In April, Kris Bryant hit a routine grounder to third, and he was safe because J.D. Davis doesn’t charge the ball before triple clutching it. Davis’ response to the play was he didn’t know what happened because he delivered a strike.

That’s right. Davis completely botched the play, and he laid the blame at the feet of his first baseman who did all he could do to save him. Apparently, this is not an isolated incident.

Against the Los Angeles Dodgers, Davis made a dive to stop a Chris Taylor grounder. Now, for any other third baseman, this is a routine play, but Davis, he of limited ability, he has to dive.

Then, somehow thinking he’s Manny Machado or Nolan Arenado, he goes to throw from his knee. Davis proceeds to throw it away despite Alonso’s desperate attempts to knock it down and keep it from rolling away.

Of course, Davis, thinking he’s amazing, has an issue not with himself. No, the Dodgers cameras showed us Davis was in fact irritated with Alonso:

This error, which was properly attributed to Davis, was the beginning of the end for the Mets. From there, Taijuan Walker let up some seeing eye hits which saw a 2-1 deficit grow to 4-1.

The shame is this is not at all reflective of how Walker pitched. Walker was quite good against a loaded lineup. However, when you play someone completely incapable of playing third at third this stuff tends to happen.

Really, Davis has no business at third. He has a -10 OAA and a -25 DRS at the position. He’s shown zero improvement, and as we saw, he apparently doesn’t think he’s the problem.

At the plate, he’s still a guy with an outlier second half fueled by an unsustainable BABIP. For those who point to this year’s numbers, again, they’re unsustainable.

Over his first 14 games, he had great stats with a .583 BABIP. No one can keep that up, and he hasn’t.

Since returning from the IL, he’s hitting .252/.352/.396. Even that has a lot of luck with a .375 BABIP. Notably, he’s struck out 32.4% of the time.

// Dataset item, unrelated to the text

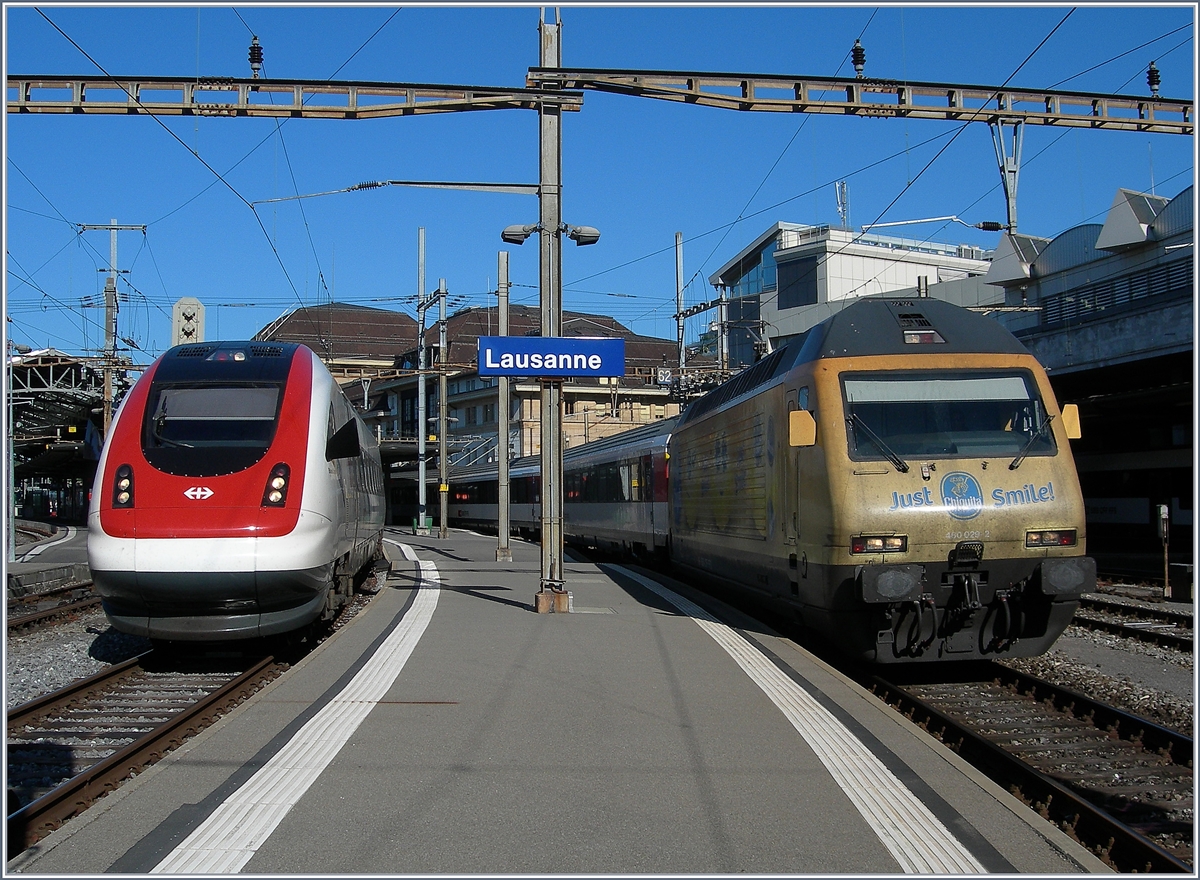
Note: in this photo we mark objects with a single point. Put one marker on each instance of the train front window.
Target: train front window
(952, 414)
(209, 430)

None of this even addresses his running the Mets out of the inning by getting doubled off second. Really, when you look at everything, you see a guy with a low baseball IQ and next to no instincts.

The press can continue to not cover his comments at Alonso much like how they ignored his involvement with the Houston Astros cheating scandal and lying about it. They can pretend he’s a better player than Bryant.

However, in the end, what you have is someone who is a mediocre hitter, wholly incapable defender, and someone who is completely unaccountable for his actions. That’s not a player who should be in your lineup.

One Reply to “J.D. Davis Can Blame Pete Alonso From The Bench”

  1. metsdaddy says:

    You’re kidding, right?

    Alonso doesn’t lunge, and Bryant is out. Also, Alonso’s coming off the base was a result of where it was thrown.